I'm with Malenko and Chad. I have real pins. I have played a couple of virtual pin cabs. I've played VP and AB'd with games I actually have. I played an ultrapin at Disney quest and it was lame.
THEY are DIFFERENT. One doesn't destroy the value of the other. I would buy one real pin before I bought one nice virtual pin with 100 tables for the same money, but that doesn't mean the simulator can't have redeeming value and provide a lot of fun and some valuable rules learning. You will not become a skilled, nuanced player of real pins with one because of the differences. I've played vpin versions of games I hadn't seen IRL prior to tournaments and feel it helped me learn strategy/rules.
The issues with physics and flat appearance get better constantly at a slow rate. the stuff like the head tracking 3D and animated backglasses may take it past the physical at some point even.

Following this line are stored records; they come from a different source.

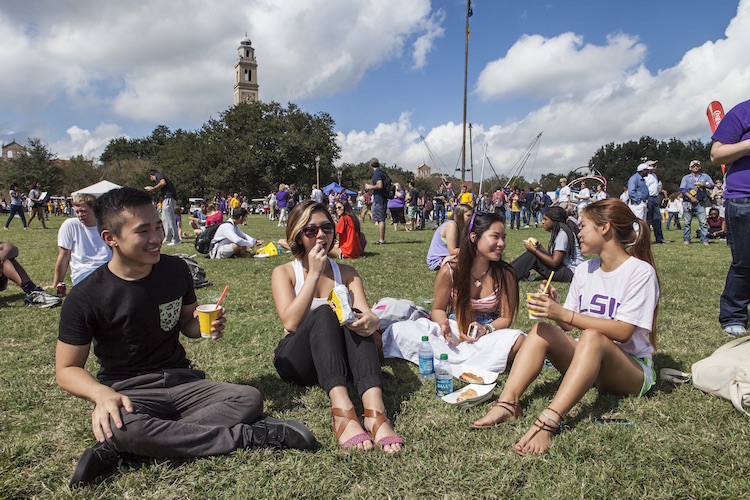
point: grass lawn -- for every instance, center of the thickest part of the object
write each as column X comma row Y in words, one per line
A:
column 682, row 444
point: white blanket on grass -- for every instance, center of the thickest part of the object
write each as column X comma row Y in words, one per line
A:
column 489, row 352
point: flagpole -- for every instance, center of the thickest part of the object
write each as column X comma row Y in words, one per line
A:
column 466, row 65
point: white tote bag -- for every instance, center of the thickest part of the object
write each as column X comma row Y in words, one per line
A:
column 725, row 373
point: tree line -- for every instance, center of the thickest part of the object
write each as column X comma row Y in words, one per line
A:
column 252, row 148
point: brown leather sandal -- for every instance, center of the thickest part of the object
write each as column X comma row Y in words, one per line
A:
column 380, row 419
column 554, row 430
column 513, row 408
column 348, row 415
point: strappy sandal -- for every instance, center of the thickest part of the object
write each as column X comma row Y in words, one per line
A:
column 513, row 408
column 554, row 430
column 348, row 415
column 380, row 419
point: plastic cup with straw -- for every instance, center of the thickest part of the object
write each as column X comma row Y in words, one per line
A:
column 528, row 296
column 208, row 313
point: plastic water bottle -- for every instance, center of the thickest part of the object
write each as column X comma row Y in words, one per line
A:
column 426, row 368
column 443, row 377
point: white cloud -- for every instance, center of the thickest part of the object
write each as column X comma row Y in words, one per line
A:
column 161, row 62
column 424, row 44
column 541, row 68
column 592, row 96
column 84, row 142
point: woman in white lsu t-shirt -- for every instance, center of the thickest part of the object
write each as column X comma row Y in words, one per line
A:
column 613, row 300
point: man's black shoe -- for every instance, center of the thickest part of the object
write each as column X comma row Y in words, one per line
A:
column 96, row 461
column 271, row 432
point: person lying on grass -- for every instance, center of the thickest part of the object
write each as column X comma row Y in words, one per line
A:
column 148, row 399
column 315, row 349
column 613, row 299
column 476, row 299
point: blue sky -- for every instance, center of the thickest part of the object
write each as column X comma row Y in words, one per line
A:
column 77, row 74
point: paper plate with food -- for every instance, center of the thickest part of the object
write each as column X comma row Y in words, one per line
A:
column 471, row 375
column 470, row 395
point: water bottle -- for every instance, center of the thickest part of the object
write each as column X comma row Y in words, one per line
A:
column 426, row 368
column 443, row 377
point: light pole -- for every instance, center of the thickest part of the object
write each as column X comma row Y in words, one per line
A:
column 317, row 170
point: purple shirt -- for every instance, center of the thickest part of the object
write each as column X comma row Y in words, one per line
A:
column 734, row 128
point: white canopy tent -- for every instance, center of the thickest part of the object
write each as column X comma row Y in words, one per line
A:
column 97, row 189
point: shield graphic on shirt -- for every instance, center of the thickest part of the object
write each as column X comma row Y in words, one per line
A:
column 169, row 314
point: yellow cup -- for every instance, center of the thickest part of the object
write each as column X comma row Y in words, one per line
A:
column 531, row 314
column 207, row 314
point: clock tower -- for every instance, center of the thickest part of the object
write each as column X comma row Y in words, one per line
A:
column 245, row 73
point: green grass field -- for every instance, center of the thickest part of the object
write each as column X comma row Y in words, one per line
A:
column 682, row 444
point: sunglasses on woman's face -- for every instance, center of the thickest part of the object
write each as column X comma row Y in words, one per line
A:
column 311, row 231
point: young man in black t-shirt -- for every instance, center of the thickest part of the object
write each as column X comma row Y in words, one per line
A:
column 149, row 401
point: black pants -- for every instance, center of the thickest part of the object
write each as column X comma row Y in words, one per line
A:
column 324, row 353
column 178, row 413
column 528, row 261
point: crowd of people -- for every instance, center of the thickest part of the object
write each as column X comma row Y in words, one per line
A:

The other BIG difference is I could build one. This is the only reason I have an arcade game. I would never be motivated to buy a cab commercially. It's doable to re-theme or re-rule an existing pin but building one from scratch, the value really isnt' there I feel on a hobbyist level. As in by the time you got done with something decently spec'd and built, P-roc, etc, you could have bought two new sterns and it might still suck, because face it, you're not Steve Ritchie or Pat Lawlor.
Even though I would choose the real, I could see myself building a nice vpin (or a sleeper rat rod one in a blown out real pin cabinet) because I like building this stuff and they're fun projects. more to them than a mame cab. The last project I built wasn't a machine I wanted to keep long term either, but someone wanted it and it was damn fun to put together and run for a few weeks.